# Scibor Miniatures SF Archangel 28mm



## Silens (Dec 26, 2010)

I've painted this for my friend's birthday. Overall, I'm pleased but I think I could've done a bit better with the Daemon head and around the eyes of (just to give it a completely random name :] ) Sanguinius.


----------



## Red Corsairs (Jun 8, 2008)

Nice painting Silens. I like the gold armour and the red of the cloak. The blending on the sword looks good too but I think it might look better if you take it a little lighter.


----------



## Silens (Dec 26, 2010)

I did take it up to yellow, but I've only got bad moons yellow and it ended up looking like a rocket ship lolly pop...


----------



## Shogun_Nate (Aug 2, 2008)

Howdy bud!

Looks like a fine job to me! I really think the only thing that detracts from this mini is the lighting. Still, that one pic showing the front of him with the wings on looks very good! One suggestion I have would be to go back with the base color red you used for the cloak, thin it down to a wash-like consistency and go over the cloak again. I think it would help to bring all the highlighting work you've done on it together and neaten up the effect a bit. 

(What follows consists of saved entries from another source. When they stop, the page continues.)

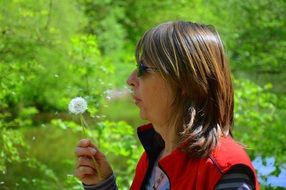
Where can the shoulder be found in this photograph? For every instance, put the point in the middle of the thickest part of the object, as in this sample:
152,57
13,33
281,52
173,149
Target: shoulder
227,154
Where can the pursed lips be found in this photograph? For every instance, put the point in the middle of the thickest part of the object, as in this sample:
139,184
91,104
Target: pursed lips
136,100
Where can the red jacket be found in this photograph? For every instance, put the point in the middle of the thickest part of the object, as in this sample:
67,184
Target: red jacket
186,173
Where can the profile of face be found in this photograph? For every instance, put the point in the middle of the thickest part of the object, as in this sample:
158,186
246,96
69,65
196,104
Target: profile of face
151,93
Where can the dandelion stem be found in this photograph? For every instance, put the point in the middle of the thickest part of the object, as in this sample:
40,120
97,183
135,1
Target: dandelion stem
84,125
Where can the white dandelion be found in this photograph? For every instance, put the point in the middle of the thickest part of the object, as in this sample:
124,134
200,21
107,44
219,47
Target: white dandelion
78,105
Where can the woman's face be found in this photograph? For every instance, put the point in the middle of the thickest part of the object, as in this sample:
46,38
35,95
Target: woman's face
152,94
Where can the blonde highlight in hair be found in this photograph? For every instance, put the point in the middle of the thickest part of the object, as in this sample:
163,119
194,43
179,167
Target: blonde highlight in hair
191,58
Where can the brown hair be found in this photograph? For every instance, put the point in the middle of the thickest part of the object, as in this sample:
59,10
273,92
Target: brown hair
191,58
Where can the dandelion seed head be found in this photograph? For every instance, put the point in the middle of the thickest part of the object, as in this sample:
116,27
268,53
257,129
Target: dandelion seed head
77,105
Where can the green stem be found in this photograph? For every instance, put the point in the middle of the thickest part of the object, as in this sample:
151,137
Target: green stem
84,125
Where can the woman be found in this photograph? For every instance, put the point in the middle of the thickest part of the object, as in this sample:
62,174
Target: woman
183,87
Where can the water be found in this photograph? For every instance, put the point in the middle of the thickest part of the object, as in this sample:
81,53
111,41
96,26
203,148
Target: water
265,167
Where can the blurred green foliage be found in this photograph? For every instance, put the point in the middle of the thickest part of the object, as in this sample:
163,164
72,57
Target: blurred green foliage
52,51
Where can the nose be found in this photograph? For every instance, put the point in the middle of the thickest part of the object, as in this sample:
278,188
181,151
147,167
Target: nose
132,80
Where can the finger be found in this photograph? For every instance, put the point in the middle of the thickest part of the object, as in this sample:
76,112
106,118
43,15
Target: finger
82,171
87,151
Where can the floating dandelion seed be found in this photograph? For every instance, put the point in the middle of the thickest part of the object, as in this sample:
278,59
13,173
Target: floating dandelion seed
78,105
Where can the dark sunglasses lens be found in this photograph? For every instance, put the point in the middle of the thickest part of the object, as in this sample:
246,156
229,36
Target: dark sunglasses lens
140,70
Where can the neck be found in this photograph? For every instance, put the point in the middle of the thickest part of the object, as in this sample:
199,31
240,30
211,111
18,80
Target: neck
168,133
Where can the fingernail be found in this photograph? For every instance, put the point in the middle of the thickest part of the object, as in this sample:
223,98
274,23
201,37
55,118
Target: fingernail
92,150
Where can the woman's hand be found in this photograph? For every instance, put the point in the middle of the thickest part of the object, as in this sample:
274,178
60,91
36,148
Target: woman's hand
88,171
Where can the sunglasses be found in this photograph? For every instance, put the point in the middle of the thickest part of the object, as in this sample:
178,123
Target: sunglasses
143,69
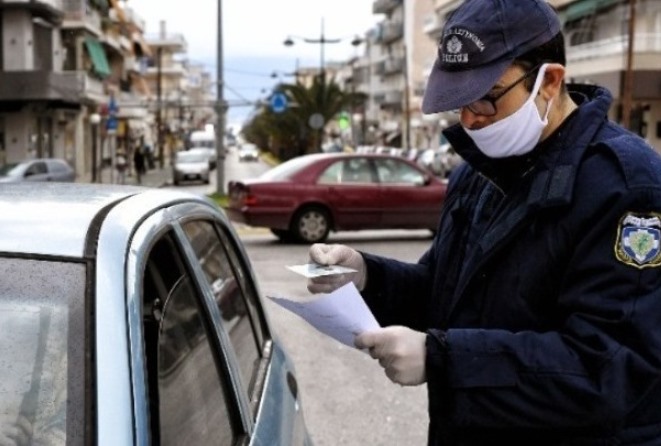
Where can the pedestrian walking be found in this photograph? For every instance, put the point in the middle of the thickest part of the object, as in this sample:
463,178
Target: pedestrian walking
534,318
121,164
139,164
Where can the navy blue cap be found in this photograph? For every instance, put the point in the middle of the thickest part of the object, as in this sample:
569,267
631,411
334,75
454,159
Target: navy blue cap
480,40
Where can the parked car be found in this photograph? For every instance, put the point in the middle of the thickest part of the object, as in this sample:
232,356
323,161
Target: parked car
38,169
248,152
305,198
449,159
210,153
190,166
140,323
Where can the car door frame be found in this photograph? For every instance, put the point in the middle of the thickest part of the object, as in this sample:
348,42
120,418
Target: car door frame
144,237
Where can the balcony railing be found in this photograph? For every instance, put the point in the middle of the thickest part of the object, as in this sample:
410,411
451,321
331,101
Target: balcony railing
618,45
391,31
393,66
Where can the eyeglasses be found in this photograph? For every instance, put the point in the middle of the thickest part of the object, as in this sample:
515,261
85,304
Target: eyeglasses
486,106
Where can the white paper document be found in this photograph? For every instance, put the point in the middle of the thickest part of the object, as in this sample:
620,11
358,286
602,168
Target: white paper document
315,270
341,314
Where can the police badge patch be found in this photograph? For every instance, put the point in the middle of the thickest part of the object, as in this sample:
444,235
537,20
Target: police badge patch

Good luck and good gaming,

Nate


----------



## Azkaellon (Jun 23, 2009)

Hmmm lets see a picture of him next to a terminator! Iv always wondered how close they are....

Other then that looks pretty cool.


----------



## Silens (Dec 26, 2010)

I shall get you one of those.


----------



## Azkaellon (Jun 23, 2009)

Ah thanks! i just posted up my new Azkaellon and custodes....since im looking for a good sized sanguinius model


----------



## Silens (Dec 26, 2010)

This thing is pretty freakin' huge, I will be honest.. If you do end up getting him, I'd advise either weighting the base or positioning the model a little closer to the center. He stands up for me.. Barely. It doesn't take much to knock him over so if you played games with him it'd be a nightmare. My phone doesn't seem to want to connect to my computer...

EDIT

Woo, my rep power went up to 8 

Merry Birthday, Azk'.


----------



## Silens (Dec 26, 2010)

I'm getting the Lion Knight in May.


----------



## Silens (Dec 26, 2010)

I may paint the circular panel on his chest with the Eye of Terra


----------